I know some has had good results bare shafting them and might be worth a try. All the years of building woodies I would almost always have something already built that would shoot well in a new bow
 

TaterTot

Lil-Rokslider
Joined
Aug 31, 2020
Messages
260
Agreed^ that cheap test kit with FP's from 75gr to 300gr is awesome.


By adding or subtracting tip weight with your FP's you can dial in arrow length/point weight to your best advantage. Its a time saver in the whole trial and error process.

_
Oh amd since they are test arrows. Save yourself the time and cut from the back. No way I could be arsed to remove and reglue my insert every time.
 

TaterTot

Lil-Rokslider
Joined
Aug 31, 2020
Messages
260
Most of my bowhunting time has been shooting wood arrows. The last 3 years or so I have been using carbon. When tuning wood arrows I would go straight to the broadhead once I got field points flying good. I never had good results bare shafting wood arrows.

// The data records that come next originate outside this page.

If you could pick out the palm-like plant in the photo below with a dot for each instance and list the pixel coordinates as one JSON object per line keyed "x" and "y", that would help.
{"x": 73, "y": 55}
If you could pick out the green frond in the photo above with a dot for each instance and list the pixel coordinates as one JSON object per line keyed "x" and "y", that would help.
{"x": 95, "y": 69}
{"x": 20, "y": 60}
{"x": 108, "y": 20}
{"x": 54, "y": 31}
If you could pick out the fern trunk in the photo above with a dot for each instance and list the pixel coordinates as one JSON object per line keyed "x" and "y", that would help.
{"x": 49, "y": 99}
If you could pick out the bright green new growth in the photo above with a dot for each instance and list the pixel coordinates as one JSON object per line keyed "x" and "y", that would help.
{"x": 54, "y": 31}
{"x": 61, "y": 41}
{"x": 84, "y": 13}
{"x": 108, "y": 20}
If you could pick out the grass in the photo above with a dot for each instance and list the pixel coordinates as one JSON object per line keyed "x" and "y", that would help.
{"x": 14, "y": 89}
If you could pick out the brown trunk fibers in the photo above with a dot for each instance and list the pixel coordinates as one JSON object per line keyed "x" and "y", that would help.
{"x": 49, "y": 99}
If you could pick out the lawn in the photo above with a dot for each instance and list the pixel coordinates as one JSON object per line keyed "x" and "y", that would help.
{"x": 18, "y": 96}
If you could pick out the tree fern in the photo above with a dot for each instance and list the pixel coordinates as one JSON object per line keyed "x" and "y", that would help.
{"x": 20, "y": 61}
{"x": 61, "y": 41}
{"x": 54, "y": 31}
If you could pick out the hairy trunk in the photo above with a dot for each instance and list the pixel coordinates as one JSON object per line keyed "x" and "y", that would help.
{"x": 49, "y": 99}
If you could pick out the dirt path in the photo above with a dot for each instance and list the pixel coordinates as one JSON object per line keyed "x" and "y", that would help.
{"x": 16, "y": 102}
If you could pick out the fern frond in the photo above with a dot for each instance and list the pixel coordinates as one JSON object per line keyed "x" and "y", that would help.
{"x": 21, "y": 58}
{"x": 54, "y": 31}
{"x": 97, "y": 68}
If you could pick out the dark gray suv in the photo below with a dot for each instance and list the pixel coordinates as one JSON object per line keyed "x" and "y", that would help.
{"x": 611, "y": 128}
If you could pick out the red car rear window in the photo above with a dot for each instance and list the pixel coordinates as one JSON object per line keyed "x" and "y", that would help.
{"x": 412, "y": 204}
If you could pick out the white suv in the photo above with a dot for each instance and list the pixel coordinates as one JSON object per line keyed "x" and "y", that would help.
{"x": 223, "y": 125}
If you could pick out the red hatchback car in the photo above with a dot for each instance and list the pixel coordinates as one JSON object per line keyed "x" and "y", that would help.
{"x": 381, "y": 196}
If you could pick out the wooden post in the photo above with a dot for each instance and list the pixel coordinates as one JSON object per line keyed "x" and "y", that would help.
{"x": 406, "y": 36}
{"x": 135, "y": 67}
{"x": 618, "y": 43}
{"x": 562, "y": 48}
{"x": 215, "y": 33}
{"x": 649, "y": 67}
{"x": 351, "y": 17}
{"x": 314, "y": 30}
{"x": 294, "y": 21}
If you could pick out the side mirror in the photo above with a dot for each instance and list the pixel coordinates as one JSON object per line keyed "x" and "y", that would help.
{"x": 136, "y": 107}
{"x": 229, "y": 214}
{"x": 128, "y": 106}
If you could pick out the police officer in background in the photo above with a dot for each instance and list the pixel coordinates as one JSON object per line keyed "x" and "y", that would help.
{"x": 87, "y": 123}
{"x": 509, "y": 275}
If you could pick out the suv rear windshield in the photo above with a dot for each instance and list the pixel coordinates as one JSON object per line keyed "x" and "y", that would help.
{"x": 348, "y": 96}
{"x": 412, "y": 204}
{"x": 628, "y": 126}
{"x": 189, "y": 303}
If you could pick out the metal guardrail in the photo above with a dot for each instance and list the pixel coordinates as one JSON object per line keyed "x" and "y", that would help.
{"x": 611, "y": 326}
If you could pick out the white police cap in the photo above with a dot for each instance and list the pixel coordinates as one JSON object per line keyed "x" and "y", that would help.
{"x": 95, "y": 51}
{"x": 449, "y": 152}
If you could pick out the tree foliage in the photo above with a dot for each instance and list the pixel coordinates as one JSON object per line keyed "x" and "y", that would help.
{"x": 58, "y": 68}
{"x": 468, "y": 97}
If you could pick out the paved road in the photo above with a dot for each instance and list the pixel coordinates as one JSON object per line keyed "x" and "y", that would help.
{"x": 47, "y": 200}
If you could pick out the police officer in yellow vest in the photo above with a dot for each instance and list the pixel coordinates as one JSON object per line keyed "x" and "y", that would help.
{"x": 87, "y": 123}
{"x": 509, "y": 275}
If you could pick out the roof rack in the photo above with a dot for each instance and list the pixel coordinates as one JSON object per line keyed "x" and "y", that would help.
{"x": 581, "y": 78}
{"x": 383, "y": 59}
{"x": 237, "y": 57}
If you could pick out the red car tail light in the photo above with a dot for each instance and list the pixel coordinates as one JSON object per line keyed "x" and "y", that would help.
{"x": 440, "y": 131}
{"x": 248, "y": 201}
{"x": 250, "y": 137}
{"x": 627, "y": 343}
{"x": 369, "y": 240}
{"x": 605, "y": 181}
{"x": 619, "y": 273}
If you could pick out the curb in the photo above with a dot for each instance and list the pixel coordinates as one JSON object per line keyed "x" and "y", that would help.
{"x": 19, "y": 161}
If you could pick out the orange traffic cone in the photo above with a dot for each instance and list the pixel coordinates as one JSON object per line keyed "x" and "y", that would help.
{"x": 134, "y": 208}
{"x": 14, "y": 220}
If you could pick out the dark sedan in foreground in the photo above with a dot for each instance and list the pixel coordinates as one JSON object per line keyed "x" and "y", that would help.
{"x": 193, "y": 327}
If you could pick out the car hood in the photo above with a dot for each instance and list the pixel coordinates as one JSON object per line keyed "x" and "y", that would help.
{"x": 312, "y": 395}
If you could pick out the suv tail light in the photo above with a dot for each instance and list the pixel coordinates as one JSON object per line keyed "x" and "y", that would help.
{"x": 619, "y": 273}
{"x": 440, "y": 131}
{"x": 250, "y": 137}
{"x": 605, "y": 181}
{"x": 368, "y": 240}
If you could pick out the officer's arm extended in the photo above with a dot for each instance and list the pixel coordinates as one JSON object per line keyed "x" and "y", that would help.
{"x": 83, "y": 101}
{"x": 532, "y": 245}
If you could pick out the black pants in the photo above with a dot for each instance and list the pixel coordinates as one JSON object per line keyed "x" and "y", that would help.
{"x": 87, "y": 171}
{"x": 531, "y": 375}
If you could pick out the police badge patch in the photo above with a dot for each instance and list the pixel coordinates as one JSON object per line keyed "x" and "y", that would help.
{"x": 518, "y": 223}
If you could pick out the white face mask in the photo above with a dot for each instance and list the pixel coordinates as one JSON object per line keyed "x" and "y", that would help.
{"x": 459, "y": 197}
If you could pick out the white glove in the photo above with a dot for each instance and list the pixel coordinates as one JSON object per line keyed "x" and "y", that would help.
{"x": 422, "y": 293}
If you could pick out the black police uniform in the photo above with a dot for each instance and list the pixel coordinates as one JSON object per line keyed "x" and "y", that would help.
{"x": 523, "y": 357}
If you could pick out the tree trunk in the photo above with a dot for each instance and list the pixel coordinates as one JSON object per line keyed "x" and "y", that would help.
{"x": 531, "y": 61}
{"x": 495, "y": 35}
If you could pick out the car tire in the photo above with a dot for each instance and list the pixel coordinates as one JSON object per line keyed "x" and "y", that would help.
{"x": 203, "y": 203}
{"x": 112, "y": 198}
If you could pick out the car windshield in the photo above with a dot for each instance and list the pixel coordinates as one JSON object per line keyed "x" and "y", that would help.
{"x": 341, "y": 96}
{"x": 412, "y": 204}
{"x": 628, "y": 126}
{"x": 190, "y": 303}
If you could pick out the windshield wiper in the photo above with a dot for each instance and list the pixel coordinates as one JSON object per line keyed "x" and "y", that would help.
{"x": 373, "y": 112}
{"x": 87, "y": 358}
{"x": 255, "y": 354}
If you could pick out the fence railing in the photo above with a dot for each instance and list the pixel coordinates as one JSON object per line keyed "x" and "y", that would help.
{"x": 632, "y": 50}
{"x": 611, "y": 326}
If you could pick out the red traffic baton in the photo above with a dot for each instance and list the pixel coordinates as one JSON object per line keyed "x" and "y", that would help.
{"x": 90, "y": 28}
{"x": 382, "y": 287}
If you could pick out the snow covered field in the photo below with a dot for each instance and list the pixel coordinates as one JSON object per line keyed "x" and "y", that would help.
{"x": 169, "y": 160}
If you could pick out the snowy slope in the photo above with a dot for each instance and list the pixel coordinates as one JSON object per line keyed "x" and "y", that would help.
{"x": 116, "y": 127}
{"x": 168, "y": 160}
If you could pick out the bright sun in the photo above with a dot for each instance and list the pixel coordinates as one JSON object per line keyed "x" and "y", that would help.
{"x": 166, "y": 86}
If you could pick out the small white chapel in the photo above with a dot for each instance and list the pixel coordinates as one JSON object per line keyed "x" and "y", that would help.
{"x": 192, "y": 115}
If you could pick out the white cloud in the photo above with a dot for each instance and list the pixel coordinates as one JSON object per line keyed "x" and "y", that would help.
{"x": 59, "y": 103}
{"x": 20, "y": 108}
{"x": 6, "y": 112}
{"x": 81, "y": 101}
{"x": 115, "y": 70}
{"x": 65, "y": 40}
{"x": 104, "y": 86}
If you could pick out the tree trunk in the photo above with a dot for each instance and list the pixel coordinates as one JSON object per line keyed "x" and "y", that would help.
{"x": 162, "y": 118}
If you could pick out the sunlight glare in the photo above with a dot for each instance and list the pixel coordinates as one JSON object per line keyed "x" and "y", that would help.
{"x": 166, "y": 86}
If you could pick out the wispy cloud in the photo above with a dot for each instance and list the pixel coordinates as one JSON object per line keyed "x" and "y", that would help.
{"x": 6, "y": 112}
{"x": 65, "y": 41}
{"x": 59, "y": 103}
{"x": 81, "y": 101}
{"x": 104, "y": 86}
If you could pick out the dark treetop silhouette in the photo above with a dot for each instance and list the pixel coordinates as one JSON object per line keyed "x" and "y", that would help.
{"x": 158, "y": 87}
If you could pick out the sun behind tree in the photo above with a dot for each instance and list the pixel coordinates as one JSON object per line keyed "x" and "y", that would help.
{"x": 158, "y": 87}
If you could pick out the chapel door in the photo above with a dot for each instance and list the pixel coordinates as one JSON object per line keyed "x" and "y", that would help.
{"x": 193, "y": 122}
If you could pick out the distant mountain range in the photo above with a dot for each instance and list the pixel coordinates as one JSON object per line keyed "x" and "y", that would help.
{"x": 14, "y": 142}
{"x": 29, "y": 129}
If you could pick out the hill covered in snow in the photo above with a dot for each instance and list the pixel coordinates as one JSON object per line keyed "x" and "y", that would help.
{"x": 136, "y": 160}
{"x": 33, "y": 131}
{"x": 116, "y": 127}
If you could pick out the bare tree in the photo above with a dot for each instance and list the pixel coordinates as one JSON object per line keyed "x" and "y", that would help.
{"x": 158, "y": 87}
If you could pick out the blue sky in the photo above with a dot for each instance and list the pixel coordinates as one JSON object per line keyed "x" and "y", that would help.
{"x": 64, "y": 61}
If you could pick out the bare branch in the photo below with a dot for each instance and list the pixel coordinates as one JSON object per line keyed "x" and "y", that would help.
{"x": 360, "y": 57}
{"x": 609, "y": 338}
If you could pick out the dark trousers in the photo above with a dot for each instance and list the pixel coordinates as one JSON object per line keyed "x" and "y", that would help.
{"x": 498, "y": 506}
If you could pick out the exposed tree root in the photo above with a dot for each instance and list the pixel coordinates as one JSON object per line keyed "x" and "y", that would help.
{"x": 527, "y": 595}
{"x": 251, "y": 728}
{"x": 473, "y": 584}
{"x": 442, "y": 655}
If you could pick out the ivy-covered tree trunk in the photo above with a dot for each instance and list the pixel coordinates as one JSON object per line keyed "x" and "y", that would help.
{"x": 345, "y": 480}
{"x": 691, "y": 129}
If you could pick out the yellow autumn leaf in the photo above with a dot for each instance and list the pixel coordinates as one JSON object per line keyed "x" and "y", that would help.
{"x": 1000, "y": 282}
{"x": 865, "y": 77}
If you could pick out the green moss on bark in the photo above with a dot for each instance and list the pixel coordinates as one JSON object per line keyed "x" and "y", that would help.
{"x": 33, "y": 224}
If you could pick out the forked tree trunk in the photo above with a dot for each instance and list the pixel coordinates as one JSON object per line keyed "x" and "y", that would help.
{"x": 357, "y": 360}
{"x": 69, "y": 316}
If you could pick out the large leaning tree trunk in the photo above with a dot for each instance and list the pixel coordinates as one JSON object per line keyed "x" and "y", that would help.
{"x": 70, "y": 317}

They don’t act the same as carbon and generally take longer to recover from paradox. Also different wood types would recover faster than others. For example, cedar would recover faster than Douglass fir and the harder and heavier the wood the more it wanted to noodle to the target longer.

I know some has had good results bare shafting them and might be worth a try. All the years of building woodies I would almost always have something already built that would shoot well in a new bow
Good to know. I'm going to do my best to bareshaft but if I can't get it to work I'll just make sure broadheads and fieldpoints impact the same at 40 and call it good.